Daily Form December 3, 2009


Inter-market Technical Analysis using algorithmic pattern detection


THURSDAY DECEMBER 3, 2009       06:09 ET




I shall be reviewing some strategic levels for key asset classes during a technical analysis slot this afternoon on CNBC’s European Closing Bell at about 16:30 London time.
The weekly chart of the S&P 500 reveals three key thresholds that this index faces in terms of future upward progress. The first is the 1122 level which represents the 50% retracement of the historic high and the March intraday low of 666. The index is within one percent of that level and one must presume that this will be tested imminently.
After that the index faces the 200 week EMA which at present is around the 1140 level which is a hurdle currently being confronted by several global indices including the Dow Jones Industrials and Germany’s DAX.
The next target, assuming that these hurdles will be overcome will be the 62% retracement level at 1230.
My tentative conjecture is that, assuming the dollar continues to cooperate by muddling along at or below current levels we could see 1230 on this index within the next couple of months. If the forex carry trades, which are looking a little toppish, should start unwinding, then the index may have some choppy trading which could potentially result in a re-testing of the 1000 area again.

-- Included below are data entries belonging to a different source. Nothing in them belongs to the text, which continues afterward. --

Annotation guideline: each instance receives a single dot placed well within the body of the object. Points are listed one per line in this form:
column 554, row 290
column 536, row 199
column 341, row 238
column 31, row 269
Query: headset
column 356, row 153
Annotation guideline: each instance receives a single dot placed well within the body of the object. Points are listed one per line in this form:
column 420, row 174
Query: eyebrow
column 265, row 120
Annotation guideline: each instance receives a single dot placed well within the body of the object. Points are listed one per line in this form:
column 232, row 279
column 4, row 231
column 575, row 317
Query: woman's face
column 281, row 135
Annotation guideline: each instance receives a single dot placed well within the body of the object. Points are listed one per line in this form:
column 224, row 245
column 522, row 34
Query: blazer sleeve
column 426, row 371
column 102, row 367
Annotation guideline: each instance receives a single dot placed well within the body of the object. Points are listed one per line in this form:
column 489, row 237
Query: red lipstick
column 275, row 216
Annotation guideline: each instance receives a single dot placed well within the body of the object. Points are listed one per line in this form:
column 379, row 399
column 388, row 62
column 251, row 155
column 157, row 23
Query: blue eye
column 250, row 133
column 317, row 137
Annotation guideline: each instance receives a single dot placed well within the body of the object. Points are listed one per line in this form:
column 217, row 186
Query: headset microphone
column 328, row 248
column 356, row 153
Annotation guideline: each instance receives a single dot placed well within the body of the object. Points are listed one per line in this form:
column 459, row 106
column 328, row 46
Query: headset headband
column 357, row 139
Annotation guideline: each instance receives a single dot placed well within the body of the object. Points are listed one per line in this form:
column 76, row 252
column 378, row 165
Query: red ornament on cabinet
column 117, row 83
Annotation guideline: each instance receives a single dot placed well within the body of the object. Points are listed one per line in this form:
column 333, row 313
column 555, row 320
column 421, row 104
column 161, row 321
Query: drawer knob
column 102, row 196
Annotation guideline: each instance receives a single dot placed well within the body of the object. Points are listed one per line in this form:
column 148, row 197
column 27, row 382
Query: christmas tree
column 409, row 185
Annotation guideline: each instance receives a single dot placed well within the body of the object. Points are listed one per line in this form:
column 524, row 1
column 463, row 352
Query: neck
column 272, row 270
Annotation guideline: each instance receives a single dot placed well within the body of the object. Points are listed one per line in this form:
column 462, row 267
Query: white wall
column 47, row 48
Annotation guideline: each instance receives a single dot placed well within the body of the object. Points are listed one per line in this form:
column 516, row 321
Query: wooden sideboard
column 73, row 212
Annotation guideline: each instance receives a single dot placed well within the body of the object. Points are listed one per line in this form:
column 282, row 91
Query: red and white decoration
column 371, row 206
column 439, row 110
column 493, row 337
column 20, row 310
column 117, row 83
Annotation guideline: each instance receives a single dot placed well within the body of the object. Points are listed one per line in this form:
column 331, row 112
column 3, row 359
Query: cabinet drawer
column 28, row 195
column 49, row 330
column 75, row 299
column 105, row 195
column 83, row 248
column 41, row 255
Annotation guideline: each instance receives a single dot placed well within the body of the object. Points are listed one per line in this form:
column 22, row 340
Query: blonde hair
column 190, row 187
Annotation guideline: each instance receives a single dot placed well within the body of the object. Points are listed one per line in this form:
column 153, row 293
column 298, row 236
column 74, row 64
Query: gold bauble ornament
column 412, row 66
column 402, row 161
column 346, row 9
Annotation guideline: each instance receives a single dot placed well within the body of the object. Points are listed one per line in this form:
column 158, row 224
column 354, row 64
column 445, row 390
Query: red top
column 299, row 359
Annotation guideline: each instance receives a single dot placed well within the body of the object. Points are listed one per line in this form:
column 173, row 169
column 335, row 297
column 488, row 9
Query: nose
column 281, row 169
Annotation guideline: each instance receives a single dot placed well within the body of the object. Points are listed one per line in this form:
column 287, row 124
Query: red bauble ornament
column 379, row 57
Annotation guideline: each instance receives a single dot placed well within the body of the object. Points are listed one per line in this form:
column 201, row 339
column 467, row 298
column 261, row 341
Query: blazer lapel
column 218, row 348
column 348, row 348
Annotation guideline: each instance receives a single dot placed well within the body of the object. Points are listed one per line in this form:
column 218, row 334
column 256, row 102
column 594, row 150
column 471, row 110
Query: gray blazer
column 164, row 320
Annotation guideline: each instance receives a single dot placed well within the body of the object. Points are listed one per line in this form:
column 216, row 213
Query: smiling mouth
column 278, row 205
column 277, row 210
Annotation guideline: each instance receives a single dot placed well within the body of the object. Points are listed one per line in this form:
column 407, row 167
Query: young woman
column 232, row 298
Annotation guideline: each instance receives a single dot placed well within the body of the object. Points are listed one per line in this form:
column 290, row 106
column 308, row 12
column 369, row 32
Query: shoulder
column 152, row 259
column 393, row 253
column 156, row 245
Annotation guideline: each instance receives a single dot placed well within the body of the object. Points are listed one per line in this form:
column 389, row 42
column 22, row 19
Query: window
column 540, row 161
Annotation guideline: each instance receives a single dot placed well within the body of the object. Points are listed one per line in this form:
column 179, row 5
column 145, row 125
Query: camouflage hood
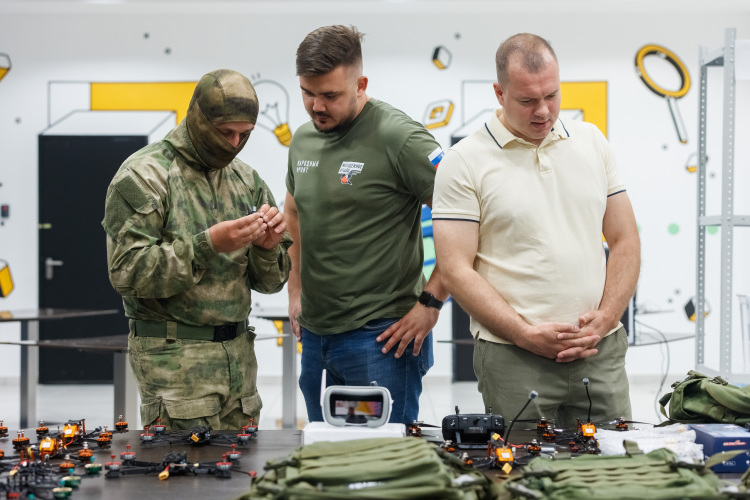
column 220, row 96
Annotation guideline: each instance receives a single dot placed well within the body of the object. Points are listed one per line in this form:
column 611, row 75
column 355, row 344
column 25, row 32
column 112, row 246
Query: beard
column 341, row 125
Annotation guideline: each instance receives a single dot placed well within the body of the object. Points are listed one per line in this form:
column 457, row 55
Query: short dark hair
column 327, row 48
column 532, row 49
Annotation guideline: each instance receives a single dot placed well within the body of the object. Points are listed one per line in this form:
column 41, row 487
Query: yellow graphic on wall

The Nikkei 225 has made a startling recovery in the last few sessions. After reaching down almost to the 9000 level last Thursday, which was discussed here during November, the index has surged back to almost the 10,000 level - including a 3.8% trend day in Thursday’s session. The index opened on its low and closed on its high for the session.
The Japanese central bank and policy makers are clearly acutely aware of the critical nature of the 9000 level. As drawn on the chart violation of this clear baseline (dare one say neckline) could have turned the recent weakness into a rout. The very swift recovery echoes that seen the last time the index reached down to 9000, and as can be seen the index now needs to indicate that it will not plateau and begin the formation of a potential right shoulder where the baseline could again be tested in coming weeks.



The 4 hour chart for the USD/JPY shows that the recent bout of yen strength - coinciding with Dubai centered flight to safety - may be ready to yield to a strengthening of the dollar at least in regard to this currency pair. The measures being taken by the BOJ to stimulate the Japanese economy, with even looser monetary policy than hitherto (which has a slight quality of desperation attached to it) may not assist in the overall desire to see the yen weaken. At least if there is a firmer tone to Japanese equities (for a while at least) there may be less re-patriation by Japanese investors and some positive foreign capital inflows.
The public finances in Japan are some of the worst within the G20 and there is still a large concern about the willingness of foreigners to keep buying JGB’s with coupons of around 1.5%.



Gold continues to surge ahead, and while there is a clear possibility of a temporary setback I shall repeat the forecast made here on October 6th - that based upon the inverted head and shoulders pattern seen most clearly on the weekly chart - the initial technical target for this formation is around $1350 per ounce.






TRADE OPPORTUNITIES/SETUPS FOR THURSDAY DECEMBER 3, 2009


The patterns identified below should be considered as indicative of eventual price direction in forthcoming trading sessions.
None of these setups should be seen as specifically opportune for the current trading session.
For a more comprehensive listing of price formations detected by our pattern recognition algorithms please visit TradeWithForm





XING  Qiao Xing Universal Telephone Inc  

Sometimes suggestions made here take a while to materialize. Here are my comments from a couple of weeks ago


XING is in a tight range but the MFI and volume charts are suggesting that an upward breakout could arise in coming sessions.





eurgbp    

As anticipated here yesterday EUR/GBP turned out to be at an inflection point and a long position taken up in yesterday's afternoon session could have delivered at least 70 pips, and I suspect that sterling could weaken further putting a re-test of the recent highs on this cross rate back in play.